Michelle y el agente entraron por el pasaje. El ataúd vacío había quedado en la entrada opuesta, que daba a la parte trasera del edificio. Esta salida desembocaba en un punto que quedaba separado del resto de las puertas de la parte trasera por un muro de ladrillo de dos metros de altura. Volvieron al velatorio, llamaron de nuevo al director de la funeraria y le enseñaron el pasaje. Se quedó perplejo.

—Ni siquiera sabía que existía.

—¿Qué? —respondió Michelle incrédula.

—Sólo llevamos en el negocio un par de años. Desde cuando cerró la única funeraria de la zona. No podíamos usar el otro edificio porque había sido expropiado. Este lugar había servido para muchos fines antes de ser una funeraria. Los propietarios actuales hicieron reformas mínimas. De hecho, estos velatorios apenas se reformaron. No tenía ni idea de que hubiera una puerta o un pasaje ahí.

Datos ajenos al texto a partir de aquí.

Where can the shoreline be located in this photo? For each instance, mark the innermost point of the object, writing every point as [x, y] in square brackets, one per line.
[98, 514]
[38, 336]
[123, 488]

—Bueno, pues alguien sí lo sabía —replicó bruscamente Michelle—. Al final de ese pasaje hay una puerta que da a la parte trasera del edificio. ¿Me está diciendo que tampoco sabía eso?

—Esa parte del edificio se usa como almacén y se accede a ella desde el interior —respondió.

—¿Ha visto algún vehículo aparcado ahí fuera antes?

—No, pero es que tampoco voy por ahí.

—¿Nadie vio nada?

—Tendré que comprobarlo.

—No. Yo lo comprobaré.

—Le puedo asegurar que esta empresa es muy respetable.

—Tiene pasadizos secretos y puertas de salida de los que no sabe nada. ¿No le preocupa la cuestión de la seguridad?

La miró sin comprender y luego sacudió la cabeza.

—Esto no es una gran ciudad. Nunca se producen delitos graves.

—Bueno, pues esa tradición se acaba de romper. ¿Tiene el número de teléfono de la señora Martin?

Se lo dio y Michelle la llamó. No hubo respuesta.

Se encontraba sola en medio de la estancia. Tantos años de trabajo, tanto tiempo demostrando lo que valía, todo tirado por la borda. Ni siquiera le quedaba el consuelo de haber podido ponerse en la trayectoria de la bala de un asesino en potencia. Michelle Maxwell ya formaba parte de la historia. Y también sabía que su trabajo en el Servicio Secreto pertenecía al pasado. Estaba acabada.